Recently I ran into some articles about the old Princeton tennis coach, Mercer Beasley, who also helped out with the Tigers’ squash teams in the 1930s. The articles were interesting, especially this July 1957 piece from Sports Illustrated:
http://sportsillustrated.cnn.com/vault/article/magazine/MAG1133367/index.htm
And the Daily Princetonian:
http://www.dailyprincetonian.com/2007/02/22/17422/
Yet both of them avoided what was the bizarre and well-known scandal at the heart of the Beasley story. In 1938 Beasley’s wife Audrey famously divorced Beasley to marry his longtime protege and their foster son, Frankie Parker. She was in her forties; he was twenty-two. You hear about coaches getting involved with their players, but less so the coach’s wife.

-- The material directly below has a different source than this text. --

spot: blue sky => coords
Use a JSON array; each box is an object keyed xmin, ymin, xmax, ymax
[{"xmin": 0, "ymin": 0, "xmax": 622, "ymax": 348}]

http://sportsillustrated.cnn.com/vault/article/magazine/MAG1133367/index.htm
http://www.nytimes.com/1997/07/28/sports/frank-parker-us-tennis-champion-81.html
This might explain what Jack Kramer wrote in his memoirs about how Beasley changed Parker’s forehand for the worse, turning him from topspin to underspin and causing Parker’s ranking to plummet as a result. But Parker went on to be the great U.S. champion of the 1940s. Moreover, apparently everyone was amicable and friendly afterwards, with Beasley sending Parker congratulatory telegrams, and Audrey and Parker remained married until she died in 1971.